Relationship between growth velocity and change of levels of insulin-like growth factor-1, insulin-like growth factor binding protein-3 and, IGFBP-3 promoter polymorphism during GnRH agonist treatment
Article information
Abstract
Purpose
This study aims to investigate the effect of gonadotropin-releasing hormone agonist (GnRHa) on the growth hormone (GH)-insulin-like growth factor-1 (IGF-1) axis and to evaluate whether -202 A/C IGF binding protein-3 (IGFBP-3) promoter polymorphism affects growth velocity in females with central precocious puberty (CPP) during treatment.
Methods
Data was collected from 97 females younger than 9 years, diagnosed with precocious puberty and treated with GnRHa for at least 1 year at Kangdong Sacred Heart Hospital from 2014 to 2015. Their body height, weight, change in height standard deviation score (∆SDS), serum IGF-1, serum IGFBP-3, bone age, and -202 A/C IGFBP-3 promoter polymorphism were measured before and after GnRHa treatment. The interrelationships between the variables were calculated.
Results
During treatment, height SDS, IGF-1 SDS, IGFBP-3 SDS, and IGF-1/IGFBP-3 ratio significantly decreased. A significant correlation was observed between ∆IGF-1 SDS and ∆height SDS (r=0.405, P<0.001). The presence of the C allele was significantly correlated with IGF-1 SDS after treatment (P=0.049) and with IGFBP-3 SDS before and after treatment (P=0.012 and P=0.001), but not with ∆IGF-1 SDS, ∆IGFBP-3 SDS, ∆IGF-1/IGFBP-3 ratio, or ∆height SDS.
Conclusions
Growth velocity during GnRHa treatment is related to ∆IGF-1 SDS, indicating the apparent impact of GnRHa on the GH-IGF-1 axis. The -202 A/C IGFBP-3 promoter polymorphism does not affect the growth velocity of GnRHa in CPP girls.
Introduction
When females and males younger than 8 and 9 years, respectively, undergo secondary sexual changes caused by stimulation of the hypothalamic-pituitary-gonadal axis, they are diagnosed with central precocious puberty (CPP) [1]. A recent study reported an increasing number of CPP patients in South Korea from 2008 to 2014 [2]. Concerns regarding the negative effects of CPP are increasing, one of which includes reduced stature caused by accelerated early growth and bone maturation [3].

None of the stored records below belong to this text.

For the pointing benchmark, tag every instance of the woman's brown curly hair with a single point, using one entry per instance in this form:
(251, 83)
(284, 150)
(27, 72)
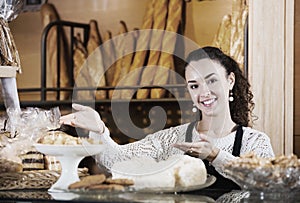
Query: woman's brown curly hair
(242, 106)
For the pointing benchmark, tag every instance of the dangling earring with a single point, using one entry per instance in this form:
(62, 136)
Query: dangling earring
(194, 109)
(231, 96)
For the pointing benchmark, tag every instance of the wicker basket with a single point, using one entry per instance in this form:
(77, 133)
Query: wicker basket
(40, 179)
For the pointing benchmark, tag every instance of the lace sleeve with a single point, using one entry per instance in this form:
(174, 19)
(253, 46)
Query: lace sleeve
(157, 145)
(253, 141)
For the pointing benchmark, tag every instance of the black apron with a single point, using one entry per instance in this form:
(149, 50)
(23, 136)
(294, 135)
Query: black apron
(221, 182)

Gonadotropin-releasing hormone agonist (GnRHa) is the treatment of choice in CPP patients because it increases final adult height by reducing progression of bone age (BA) and extending the duration of growth [4]. GnRHa induces downregulation of the hormonal axis and decreases the production of luteinizing hormone (LH) and follicle-stimulating hormone, resulting in gonadal suppression. These sex hormones are responsible for early bone maturation and pubertal growth spurts. Therefore, gonadal suppression delays bone maturation and growth velocity to those of prepuberty levels [5].
Multiple factors such as initial chronological age (CA), initial height, target height, and BA advancement affect the treatment response and final height [6-8]. GnRHa treatment increases serum growth hormone-binding protein concentration and decreases serum IGF-I and IGFBP-3 concentrations [9]. However, predicting final height remains a challenge due to the variable factors affecting the treatment outcome and the course of precocious puberty.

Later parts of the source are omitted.